Ionen

Negative und positive Ionen in der Luft

Ein Atom besteht aus dem Atomkern und einer bestimmten Anzahl von Elektronen, die diesen Kern umkreisen. Kernladungen und Elektroladungen gleichen sich gerade so, daß das Atom in seinem Normalzustand nach außen elektrisch neutral ist.
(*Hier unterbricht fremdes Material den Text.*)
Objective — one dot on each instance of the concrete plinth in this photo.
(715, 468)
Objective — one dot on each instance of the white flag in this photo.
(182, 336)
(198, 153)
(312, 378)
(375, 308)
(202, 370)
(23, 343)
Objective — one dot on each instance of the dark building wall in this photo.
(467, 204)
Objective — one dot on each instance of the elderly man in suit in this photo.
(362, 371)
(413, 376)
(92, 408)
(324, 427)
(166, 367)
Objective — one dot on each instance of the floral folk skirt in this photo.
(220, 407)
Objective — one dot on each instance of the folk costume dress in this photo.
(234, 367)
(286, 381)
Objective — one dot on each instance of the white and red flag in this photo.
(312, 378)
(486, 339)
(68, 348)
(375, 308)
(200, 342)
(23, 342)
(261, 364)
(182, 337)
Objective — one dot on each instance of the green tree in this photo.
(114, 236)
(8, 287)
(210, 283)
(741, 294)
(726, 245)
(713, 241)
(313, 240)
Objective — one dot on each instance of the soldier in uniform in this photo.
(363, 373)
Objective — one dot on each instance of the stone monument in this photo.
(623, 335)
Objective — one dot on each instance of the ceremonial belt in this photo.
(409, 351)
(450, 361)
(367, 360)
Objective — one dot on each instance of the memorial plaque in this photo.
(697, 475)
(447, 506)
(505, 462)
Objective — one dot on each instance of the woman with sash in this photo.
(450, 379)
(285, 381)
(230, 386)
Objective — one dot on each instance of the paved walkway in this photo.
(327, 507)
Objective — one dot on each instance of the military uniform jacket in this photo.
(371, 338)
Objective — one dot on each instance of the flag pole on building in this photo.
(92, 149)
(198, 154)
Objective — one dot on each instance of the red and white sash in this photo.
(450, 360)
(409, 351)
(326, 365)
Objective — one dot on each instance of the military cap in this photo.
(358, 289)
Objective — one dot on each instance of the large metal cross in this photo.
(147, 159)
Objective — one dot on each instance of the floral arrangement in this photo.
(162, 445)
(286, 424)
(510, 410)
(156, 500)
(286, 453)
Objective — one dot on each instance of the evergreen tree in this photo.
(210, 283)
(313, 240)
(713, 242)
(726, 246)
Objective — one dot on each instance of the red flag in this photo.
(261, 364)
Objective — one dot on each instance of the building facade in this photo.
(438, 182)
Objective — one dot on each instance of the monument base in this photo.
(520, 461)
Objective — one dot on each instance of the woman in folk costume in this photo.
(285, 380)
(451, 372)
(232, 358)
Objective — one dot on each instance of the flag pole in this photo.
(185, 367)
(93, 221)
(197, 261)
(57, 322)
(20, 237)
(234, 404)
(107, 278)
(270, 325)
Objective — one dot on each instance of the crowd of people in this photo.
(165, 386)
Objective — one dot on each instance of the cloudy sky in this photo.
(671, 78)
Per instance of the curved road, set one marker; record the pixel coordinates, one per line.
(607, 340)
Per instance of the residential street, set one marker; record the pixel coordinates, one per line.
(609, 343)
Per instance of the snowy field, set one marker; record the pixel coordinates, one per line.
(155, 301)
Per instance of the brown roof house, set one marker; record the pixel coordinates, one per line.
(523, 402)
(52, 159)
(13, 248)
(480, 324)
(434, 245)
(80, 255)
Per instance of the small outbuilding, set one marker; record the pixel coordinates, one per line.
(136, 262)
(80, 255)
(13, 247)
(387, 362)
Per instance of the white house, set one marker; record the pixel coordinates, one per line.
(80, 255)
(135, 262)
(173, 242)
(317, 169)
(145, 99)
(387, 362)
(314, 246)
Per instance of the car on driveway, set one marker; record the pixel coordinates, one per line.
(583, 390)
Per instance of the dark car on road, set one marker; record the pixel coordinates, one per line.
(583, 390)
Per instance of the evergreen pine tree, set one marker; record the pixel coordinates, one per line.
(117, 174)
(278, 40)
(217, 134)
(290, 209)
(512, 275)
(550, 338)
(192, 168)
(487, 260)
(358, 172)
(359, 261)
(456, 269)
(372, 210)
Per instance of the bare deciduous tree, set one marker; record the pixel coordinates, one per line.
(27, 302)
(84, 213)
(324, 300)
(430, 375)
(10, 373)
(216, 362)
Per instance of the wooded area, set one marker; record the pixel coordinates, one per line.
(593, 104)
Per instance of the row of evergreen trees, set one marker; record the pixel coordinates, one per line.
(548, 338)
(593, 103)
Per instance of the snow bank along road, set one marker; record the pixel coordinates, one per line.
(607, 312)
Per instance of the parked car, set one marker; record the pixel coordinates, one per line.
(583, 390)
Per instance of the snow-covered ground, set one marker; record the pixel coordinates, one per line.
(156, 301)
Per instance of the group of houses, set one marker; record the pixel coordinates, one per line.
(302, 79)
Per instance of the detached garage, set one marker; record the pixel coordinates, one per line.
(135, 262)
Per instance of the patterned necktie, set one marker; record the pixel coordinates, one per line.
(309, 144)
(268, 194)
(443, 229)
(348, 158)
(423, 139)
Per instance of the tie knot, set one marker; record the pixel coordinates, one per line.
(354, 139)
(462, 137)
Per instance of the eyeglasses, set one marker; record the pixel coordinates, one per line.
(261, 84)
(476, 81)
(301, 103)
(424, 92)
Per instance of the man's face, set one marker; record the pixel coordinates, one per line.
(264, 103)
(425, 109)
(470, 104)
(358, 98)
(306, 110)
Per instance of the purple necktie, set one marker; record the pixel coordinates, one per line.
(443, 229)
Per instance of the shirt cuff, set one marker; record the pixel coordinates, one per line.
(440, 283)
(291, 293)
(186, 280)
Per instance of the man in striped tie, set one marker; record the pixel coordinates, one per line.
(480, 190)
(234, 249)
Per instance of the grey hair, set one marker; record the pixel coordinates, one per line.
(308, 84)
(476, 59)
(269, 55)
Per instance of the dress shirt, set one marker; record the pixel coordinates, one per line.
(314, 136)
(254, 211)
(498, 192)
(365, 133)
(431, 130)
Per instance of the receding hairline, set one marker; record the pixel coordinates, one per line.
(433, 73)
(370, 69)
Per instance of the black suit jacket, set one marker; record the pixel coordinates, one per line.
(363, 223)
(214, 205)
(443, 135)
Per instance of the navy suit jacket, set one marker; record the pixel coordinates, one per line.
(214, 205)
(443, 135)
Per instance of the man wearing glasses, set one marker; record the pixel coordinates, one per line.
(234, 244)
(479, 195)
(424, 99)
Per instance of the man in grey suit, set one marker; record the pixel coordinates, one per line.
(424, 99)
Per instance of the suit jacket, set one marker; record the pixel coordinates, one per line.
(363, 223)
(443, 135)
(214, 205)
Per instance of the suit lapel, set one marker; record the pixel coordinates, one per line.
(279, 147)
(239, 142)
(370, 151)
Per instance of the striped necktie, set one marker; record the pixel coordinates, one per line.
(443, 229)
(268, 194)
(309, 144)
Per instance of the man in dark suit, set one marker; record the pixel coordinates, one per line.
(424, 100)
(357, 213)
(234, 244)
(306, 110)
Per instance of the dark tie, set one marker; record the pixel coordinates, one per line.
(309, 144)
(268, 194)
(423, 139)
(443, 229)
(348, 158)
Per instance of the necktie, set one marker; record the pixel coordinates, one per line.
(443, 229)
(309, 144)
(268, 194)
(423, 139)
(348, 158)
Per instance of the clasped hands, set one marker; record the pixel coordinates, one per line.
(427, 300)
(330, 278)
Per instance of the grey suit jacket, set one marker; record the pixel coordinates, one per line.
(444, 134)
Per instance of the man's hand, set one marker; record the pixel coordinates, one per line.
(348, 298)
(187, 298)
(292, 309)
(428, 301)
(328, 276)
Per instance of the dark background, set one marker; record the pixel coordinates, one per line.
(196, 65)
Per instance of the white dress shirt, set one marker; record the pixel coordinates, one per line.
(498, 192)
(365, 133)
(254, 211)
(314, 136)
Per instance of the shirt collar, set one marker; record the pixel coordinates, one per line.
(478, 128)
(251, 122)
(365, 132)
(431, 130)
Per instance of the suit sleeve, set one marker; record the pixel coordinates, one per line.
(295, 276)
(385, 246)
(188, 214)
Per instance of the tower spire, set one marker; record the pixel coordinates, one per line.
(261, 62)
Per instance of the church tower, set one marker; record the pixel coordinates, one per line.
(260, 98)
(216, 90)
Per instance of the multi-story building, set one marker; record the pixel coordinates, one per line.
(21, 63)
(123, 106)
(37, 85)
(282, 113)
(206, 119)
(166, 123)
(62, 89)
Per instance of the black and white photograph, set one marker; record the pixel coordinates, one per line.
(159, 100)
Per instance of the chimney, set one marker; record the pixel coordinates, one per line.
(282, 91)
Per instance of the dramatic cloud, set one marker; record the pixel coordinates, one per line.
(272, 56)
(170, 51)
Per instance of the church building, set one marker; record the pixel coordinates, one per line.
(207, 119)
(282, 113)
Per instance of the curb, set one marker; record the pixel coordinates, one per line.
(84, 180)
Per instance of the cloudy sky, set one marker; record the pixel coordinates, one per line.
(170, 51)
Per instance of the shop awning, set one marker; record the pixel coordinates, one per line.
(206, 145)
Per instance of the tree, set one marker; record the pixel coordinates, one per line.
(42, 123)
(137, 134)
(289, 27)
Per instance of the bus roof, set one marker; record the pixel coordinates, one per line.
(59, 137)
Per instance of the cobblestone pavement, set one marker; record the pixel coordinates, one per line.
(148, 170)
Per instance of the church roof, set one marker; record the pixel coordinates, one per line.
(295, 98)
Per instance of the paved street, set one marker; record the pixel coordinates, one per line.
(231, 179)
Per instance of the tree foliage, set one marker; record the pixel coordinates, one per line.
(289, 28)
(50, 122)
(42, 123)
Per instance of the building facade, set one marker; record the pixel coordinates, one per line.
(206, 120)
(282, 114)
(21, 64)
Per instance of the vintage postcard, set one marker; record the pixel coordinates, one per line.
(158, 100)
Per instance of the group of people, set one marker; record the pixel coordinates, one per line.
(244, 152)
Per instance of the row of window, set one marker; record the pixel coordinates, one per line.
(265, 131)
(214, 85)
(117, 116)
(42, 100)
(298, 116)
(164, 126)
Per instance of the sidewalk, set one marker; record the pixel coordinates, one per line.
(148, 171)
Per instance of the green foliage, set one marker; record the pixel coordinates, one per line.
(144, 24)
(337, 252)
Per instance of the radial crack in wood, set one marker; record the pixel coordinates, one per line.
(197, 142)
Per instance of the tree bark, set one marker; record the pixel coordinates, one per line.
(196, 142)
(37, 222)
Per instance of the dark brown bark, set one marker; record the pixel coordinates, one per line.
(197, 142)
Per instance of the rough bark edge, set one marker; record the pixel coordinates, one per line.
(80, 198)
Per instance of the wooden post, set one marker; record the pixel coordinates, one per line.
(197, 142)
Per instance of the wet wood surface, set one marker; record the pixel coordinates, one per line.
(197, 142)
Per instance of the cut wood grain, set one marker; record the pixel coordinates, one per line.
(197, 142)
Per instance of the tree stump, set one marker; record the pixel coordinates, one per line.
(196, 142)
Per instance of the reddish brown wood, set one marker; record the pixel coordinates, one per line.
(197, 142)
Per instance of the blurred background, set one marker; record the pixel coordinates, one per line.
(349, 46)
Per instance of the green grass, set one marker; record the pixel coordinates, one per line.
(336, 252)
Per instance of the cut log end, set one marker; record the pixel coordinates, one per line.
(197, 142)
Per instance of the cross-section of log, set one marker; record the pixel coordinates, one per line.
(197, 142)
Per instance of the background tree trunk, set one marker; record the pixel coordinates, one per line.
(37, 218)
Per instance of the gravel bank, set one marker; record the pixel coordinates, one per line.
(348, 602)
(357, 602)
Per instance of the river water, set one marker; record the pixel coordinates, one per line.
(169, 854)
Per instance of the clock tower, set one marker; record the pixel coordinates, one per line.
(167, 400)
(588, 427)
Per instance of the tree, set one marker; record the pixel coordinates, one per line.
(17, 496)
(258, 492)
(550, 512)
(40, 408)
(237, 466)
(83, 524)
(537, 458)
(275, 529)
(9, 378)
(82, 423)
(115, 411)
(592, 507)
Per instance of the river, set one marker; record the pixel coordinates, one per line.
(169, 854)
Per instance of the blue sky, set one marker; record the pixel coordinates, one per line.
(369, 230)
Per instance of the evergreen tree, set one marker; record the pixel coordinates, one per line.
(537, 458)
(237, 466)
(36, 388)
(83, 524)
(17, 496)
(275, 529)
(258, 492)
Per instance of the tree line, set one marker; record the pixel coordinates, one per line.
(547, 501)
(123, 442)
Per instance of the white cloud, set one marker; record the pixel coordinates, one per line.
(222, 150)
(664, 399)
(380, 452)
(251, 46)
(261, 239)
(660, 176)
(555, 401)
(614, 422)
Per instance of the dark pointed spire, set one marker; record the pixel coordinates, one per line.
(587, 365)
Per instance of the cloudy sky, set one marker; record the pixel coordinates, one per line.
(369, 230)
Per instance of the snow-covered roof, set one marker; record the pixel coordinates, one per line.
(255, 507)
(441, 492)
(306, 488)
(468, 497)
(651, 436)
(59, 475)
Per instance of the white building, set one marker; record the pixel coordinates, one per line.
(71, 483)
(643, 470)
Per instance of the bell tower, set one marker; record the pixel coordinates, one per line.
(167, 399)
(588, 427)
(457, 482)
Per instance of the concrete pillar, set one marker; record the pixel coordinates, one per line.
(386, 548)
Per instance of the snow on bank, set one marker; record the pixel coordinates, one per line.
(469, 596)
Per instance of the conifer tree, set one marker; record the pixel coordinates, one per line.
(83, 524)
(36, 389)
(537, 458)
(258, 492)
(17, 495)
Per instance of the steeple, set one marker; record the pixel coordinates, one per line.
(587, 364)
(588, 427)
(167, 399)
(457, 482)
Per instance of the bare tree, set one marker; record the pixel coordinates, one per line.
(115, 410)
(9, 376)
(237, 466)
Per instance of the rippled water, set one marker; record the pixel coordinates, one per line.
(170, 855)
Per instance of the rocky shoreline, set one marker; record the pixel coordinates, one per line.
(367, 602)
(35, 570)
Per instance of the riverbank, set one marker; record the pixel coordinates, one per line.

Wird diesem System durch einen entsprechend energiereichen Eingriff von außen ein Elektron entrissen, so wird das Ladungsgleichgewicht gestört. Das betreffende Atom hat jetzt eine Elektronenladung zu wenig, es ist positiv geladen. Das Elektron kann jedoch in Gasen allein und nicht frei existieren, es wird im Molekül eines bis dahin neutralen Teilchens übernommen, welches dadurch zu einem negativ geladenen Teilchen wird. Die zur Ionenbildung erforderliche Energiezufuhr erfolgt in der Regel durch ionisierende Strahlungen, radioaktiven Ursprungs und durch hochenergetische kosmische Ultrastrahlung. Als wesentliche Ionenerzeuger sind auch Blitzentladungen zu sehen.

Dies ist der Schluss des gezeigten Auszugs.